The number 666 is often associated with the Devil and evil in general – but on the 6th hour of the 6th day of the 6th month in 1944 the forces of good pushed back against the darkness and reclaimed the light.

On D-Day the Allied nations mounted a massive attack, part of operation Overlord, against the Nazi Socialist armies that had taken control of Europe. The combined English, Canadian and American forces stormed the beaches of Normandy in what was the largest seaborne invasion in history and began the liberation of German-occupied northwestern Europe from Nazi control. The invasion laid the foundations for the Allied victory on the Western Front and started the action that led to the total defeat of Hitler’s empire.

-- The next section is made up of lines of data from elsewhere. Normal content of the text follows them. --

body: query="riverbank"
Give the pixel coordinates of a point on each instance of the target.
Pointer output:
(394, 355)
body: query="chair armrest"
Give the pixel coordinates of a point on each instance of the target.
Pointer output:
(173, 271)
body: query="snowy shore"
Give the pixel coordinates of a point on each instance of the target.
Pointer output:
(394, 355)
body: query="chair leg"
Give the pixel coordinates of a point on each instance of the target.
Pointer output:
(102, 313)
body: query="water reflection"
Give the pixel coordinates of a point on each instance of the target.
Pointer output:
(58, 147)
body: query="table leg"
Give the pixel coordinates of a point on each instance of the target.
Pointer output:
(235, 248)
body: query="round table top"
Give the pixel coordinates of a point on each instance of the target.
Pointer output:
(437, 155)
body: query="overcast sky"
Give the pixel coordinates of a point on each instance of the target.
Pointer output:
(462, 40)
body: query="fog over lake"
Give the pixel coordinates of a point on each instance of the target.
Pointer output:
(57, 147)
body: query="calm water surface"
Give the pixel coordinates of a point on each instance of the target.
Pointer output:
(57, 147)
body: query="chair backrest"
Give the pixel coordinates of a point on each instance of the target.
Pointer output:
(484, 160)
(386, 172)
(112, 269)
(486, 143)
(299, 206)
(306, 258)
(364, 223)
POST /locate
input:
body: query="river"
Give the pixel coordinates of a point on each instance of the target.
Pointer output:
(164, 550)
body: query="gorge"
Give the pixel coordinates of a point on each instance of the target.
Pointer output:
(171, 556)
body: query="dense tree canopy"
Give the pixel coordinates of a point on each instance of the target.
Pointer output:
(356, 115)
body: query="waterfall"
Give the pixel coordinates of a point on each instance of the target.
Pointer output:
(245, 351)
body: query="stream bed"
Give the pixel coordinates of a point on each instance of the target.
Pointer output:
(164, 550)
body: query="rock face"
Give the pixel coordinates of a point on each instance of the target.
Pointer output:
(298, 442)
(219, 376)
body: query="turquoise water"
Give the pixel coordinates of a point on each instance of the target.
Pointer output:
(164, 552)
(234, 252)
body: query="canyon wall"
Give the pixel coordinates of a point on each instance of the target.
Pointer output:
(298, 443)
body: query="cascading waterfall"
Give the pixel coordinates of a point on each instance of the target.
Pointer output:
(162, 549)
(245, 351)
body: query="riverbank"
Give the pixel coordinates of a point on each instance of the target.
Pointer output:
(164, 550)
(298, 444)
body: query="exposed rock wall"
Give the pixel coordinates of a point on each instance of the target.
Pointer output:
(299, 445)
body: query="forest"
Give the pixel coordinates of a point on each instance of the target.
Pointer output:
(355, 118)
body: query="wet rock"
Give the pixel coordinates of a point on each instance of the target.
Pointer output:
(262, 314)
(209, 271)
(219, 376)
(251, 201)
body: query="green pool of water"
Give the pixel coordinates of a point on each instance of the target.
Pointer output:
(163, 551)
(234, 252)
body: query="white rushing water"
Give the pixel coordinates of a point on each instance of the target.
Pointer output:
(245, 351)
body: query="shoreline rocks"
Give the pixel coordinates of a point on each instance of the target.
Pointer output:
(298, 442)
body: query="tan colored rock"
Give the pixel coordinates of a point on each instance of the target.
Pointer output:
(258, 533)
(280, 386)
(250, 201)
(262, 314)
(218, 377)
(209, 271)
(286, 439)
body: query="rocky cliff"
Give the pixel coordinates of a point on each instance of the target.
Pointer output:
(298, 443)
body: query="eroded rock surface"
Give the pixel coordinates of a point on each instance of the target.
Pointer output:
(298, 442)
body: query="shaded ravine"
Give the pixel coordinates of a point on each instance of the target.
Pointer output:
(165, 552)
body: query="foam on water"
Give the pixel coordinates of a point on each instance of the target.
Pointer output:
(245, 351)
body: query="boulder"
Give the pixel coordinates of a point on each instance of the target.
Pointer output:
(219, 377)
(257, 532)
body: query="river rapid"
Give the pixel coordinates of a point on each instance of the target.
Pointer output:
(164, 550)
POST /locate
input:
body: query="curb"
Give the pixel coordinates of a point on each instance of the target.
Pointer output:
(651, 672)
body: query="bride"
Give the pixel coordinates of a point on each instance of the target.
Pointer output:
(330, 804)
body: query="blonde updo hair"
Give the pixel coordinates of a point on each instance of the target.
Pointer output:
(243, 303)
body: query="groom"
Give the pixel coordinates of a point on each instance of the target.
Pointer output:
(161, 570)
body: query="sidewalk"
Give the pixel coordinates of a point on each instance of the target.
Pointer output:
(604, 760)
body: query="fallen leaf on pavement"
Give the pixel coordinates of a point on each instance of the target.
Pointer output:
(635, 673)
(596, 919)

World War II is often seen as an epic/mythic confrontation between good and evil played out in the real world. The actions of Hitler’s partners could certainly be seen as Evil with a capital “E” and the results of a Nazi victory would have been disastrous for the world – a disaster from which the people of Earth might never have recovered. But the forces opposed to Hitler were not necessarily all that good – at least the leadership of the Allied forces were far from saintly. They were brilliant, competent and determined combatants and the people they served were convinced of the rightness of their cause – but they weren’t saints. This goes to show that in a war against evil, angels can accept and use help by less than perfect partners. If the Devil was orchestrating the war, his own weapons and powers were turned against him. On D-day, and throughout Operation Overlord, the Allies used deception, cunning, propaganda, brute force, the wanton sacrifice of lives (425,000 troops were killed, wounded or went missing during the battle of Normandy) and, of course, the possibly accidental use of the number 666.

On D-Day, the unstoppable armies of the Nazi regime were finally stopped. The Allies freed France, Western Europe and eventually the rest of the world held hostage by the Devil in the guise of Hitler’s National Socialist German Workers Party. After the war, the Allies consolidated the United Nations organization tasked specifically with preventing such a war from ever happening again. Let us hope they are successful.